In doing so they paint a big target on their back.
@Steve - this wider access to gene therapies won't just shake up longevity treatment. What if you were unfortunate enough to be a poor sod living in a poor developing country, or the US without insurance, and you got diagnosed with Leukemia and couldn't afford an expensive approved CAR T therapy? Would you be tempted to buy some of this for a couple of grand off an overseas clinic?
https://www.fredhutch.org/en/news/center-news/2017/04/nanoparticle-reprogram-t-cells-fight-cancer.html
"Nanoparticles turn immune cells into leukemia-fighting powerhouses while they're still inside the body
In the current study, Stephan and his team developed biodegradable nanoparticles that carry CAR-encoding genes and are tagged with molecules that make them stick like burrs to T cells. Once a T cell engulfs the particles, they hitch a ride along the cell's internal traffic system to the nucleus. In this preliminary study, Stephan and his team designed the new CAR genes to integrate into chromosomes housed in the nucleus, making it possible for T cells to begin decoding the new genes and producing CARs within 24 to 48 hours.

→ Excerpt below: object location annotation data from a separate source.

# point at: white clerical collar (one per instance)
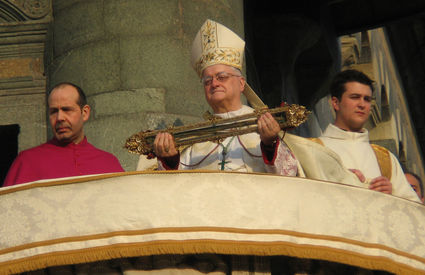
(333, 131)
(244, 110)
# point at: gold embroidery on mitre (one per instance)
(209, 36)
(231, 57)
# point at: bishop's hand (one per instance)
(268, 128)
(164, 145)
(381, 184)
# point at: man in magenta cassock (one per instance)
(68, 153)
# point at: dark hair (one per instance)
(82, 99)
(337, 87)
(419, 179)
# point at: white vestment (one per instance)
(243, 154)
(356, 153)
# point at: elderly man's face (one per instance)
(353, 110)
(65, 115)
(223, 88)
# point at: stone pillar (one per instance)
(132, 58)
(23, 29)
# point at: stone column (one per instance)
(132, 58)
(23, 28)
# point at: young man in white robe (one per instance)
(351, 96)
(217, 57)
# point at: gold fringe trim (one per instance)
(206, 246)
(317, 140)
(21, 187)
(178, 230)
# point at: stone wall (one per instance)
(132, 58)
(23, 30)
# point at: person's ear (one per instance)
(335, 103)
(242, 83)
(85, 112)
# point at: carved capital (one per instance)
(23, 10)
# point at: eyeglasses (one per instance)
(220, 77)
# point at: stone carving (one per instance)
(34, 9)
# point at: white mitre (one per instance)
(216, 44)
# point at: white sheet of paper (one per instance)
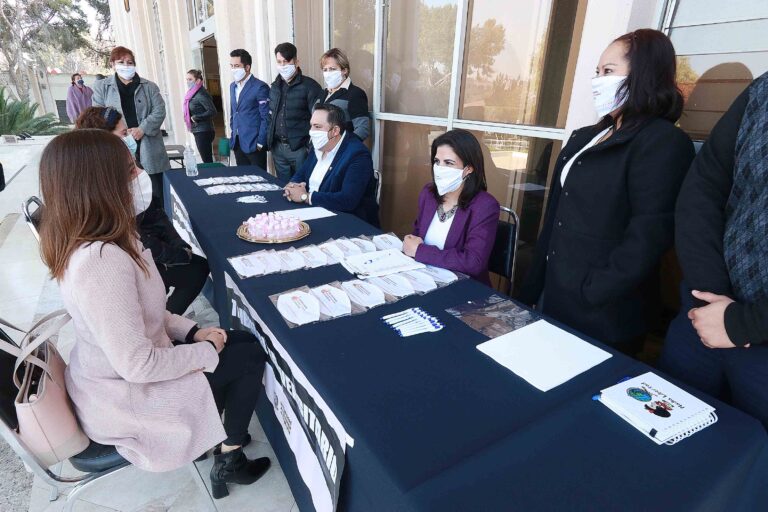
(348, 248)
(334, 254)
(309, 213)
(543, 354)
(298, 307)
(248, 266)
(394, 285)
(333, 302)
(291, 260)
(421, 281)
(270, 260)
(440, 275)
(387, 241)
(313, 256)
(380, 263)
(364, 294)
(364, 245)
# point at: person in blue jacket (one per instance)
(249, 112)
(338, 174)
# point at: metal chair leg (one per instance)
(199, 479)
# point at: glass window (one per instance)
(513, 47)
(308, 34)
(518, 171)
(721, 48)
(198, 11)
(419, 57)
(353, 27)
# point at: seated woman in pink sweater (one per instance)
(456, 224)
(142, 379)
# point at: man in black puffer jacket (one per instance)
(291, 100)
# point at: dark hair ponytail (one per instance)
(651, 88)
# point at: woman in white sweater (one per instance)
(144, 380)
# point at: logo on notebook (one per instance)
(640, 394)
(661, 408)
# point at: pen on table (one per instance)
(596, 396)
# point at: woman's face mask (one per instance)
(142, 192)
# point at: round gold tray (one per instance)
(242, 232)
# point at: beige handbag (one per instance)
(47, 422)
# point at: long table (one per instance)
(437, 425)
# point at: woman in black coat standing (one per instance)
(610, 213)
(198, 114)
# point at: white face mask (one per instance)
(604, 93)
(447, 179)
(319, 138)
(125, 72)
(333, 78)
(238, 74)
(287, 71)
(142, 192)
(131, 143)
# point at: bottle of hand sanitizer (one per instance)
(189, 161)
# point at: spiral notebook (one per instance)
(659, 409)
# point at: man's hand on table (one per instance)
(294, 191)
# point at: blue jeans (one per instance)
(738, 376)
(286, 160)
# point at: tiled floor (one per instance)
(26, 293)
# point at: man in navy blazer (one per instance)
(249, 112)
(338, 174)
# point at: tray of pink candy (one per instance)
(273, 228)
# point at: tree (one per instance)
(19, 116)
(486, 41)
(30, 28)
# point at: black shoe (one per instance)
(234, 468)
(204, 456)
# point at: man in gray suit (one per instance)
(143, 109)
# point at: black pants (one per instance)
(204, 142)
(187, 281)
(157, 186)
(258, 158)
(236, 383)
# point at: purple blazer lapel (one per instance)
(427, 214)
(457, 227)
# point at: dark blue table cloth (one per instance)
(440, 426)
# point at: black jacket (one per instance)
(302, 92)
(700, 227)
(160, 237)
(354, 102)
(202, 110)
(606, 229)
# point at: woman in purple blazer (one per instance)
(456, 224)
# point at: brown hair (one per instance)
(119, 52)
(339, 56)
(102, 118)
(85, 181)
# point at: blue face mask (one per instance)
(131, 143)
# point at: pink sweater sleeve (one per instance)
(104, 288)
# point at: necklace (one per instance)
(442, 215)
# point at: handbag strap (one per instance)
(16, 351)
(31, 343)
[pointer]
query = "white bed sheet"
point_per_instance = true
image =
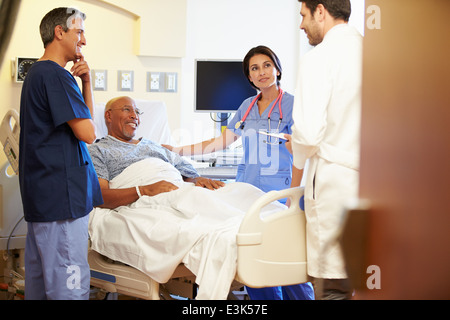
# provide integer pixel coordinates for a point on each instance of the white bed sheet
(191, 225)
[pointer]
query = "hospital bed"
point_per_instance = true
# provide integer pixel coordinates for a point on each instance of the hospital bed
(271, 251)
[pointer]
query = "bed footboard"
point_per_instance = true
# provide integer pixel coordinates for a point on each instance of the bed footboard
(272, 250)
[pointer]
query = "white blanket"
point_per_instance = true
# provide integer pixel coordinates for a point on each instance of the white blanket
(191, 225)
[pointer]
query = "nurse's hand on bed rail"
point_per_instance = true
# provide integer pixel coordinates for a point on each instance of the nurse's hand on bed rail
(206, 183)
(157, 188)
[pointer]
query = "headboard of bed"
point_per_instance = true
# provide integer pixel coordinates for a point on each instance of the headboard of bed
(154, 123)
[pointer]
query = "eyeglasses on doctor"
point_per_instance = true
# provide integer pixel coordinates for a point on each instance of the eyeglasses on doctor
(128, 109)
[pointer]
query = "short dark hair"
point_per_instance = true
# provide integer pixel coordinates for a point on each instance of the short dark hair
(265, 51)
(57, 17)
(339, 9)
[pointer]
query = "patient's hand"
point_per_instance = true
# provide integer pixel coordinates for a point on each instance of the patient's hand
(206, 183)
(157, 188)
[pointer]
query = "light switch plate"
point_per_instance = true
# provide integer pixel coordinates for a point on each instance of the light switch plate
(100, 78)
(155, 81)
(125, 80)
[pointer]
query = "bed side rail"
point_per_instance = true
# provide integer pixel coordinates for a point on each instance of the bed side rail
(272, 250)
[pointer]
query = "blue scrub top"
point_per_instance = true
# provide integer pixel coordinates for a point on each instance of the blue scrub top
(56, 175)
(266, 166)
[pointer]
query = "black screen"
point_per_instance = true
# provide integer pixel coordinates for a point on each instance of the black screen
(221, 86)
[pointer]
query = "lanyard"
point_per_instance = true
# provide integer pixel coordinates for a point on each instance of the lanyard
(240, 124)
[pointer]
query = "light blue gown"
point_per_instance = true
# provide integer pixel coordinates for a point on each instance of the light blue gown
(268, 167)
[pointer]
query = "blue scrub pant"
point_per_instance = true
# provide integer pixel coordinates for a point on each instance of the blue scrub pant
(303, 291)
(56, 266)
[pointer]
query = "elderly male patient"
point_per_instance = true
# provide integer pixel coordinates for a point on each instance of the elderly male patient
(115, 152)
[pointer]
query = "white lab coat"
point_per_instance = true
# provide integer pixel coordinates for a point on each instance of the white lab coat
(326, 131)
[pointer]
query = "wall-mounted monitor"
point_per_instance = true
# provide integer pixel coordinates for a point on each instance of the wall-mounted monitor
(220, 86)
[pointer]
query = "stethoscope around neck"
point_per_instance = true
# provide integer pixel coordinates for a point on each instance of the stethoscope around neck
(241, 124)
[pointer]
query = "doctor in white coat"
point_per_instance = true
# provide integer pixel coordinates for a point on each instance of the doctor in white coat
(326, 131)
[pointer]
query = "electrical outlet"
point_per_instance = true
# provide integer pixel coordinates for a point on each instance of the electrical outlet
(125, 80)
(100, 79)
(171, 82)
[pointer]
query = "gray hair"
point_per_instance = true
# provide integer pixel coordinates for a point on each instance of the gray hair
(58, 17)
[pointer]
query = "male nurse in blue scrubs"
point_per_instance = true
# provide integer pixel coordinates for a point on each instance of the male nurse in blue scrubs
(58, 183)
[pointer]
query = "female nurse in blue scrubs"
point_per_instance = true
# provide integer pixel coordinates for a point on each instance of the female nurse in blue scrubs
(266, 162)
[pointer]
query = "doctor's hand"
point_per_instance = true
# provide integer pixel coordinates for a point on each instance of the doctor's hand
(157, 188)
(81, 69)
(206, 183)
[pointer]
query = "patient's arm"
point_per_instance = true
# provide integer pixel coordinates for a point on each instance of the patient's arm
(207, 146)
(205, 182)
(113, 198)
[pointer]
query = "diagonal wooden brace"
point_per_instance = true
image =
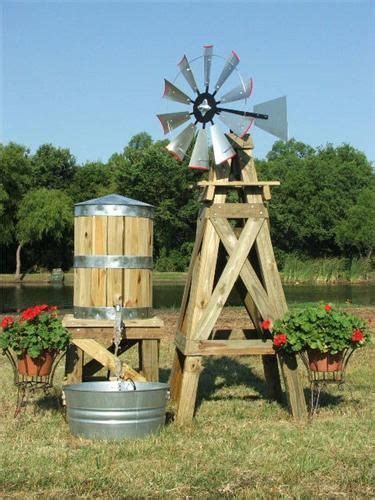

Once the team determined that their CAR-carrying nanoparticles reprogrammed a noticeable percent of T cells, they tested their efficacy. Using a preclinical model of leukemia, Stephan and his colleagues compared their nanoparticle-programming strategy against chemotherapy followed by an infusion of T cells programmed in the lab to express CARs, which mimics current CAR T-cell therapy.
The nanoparticle-programmed CAR T cells held their own against the infused CAR T cells. Treatment with nanoparticles or infused CAR T cells improved survival 58 days on average, up from a median survival of about two weeks. "
That's amazing Jim, I can see this really taking off.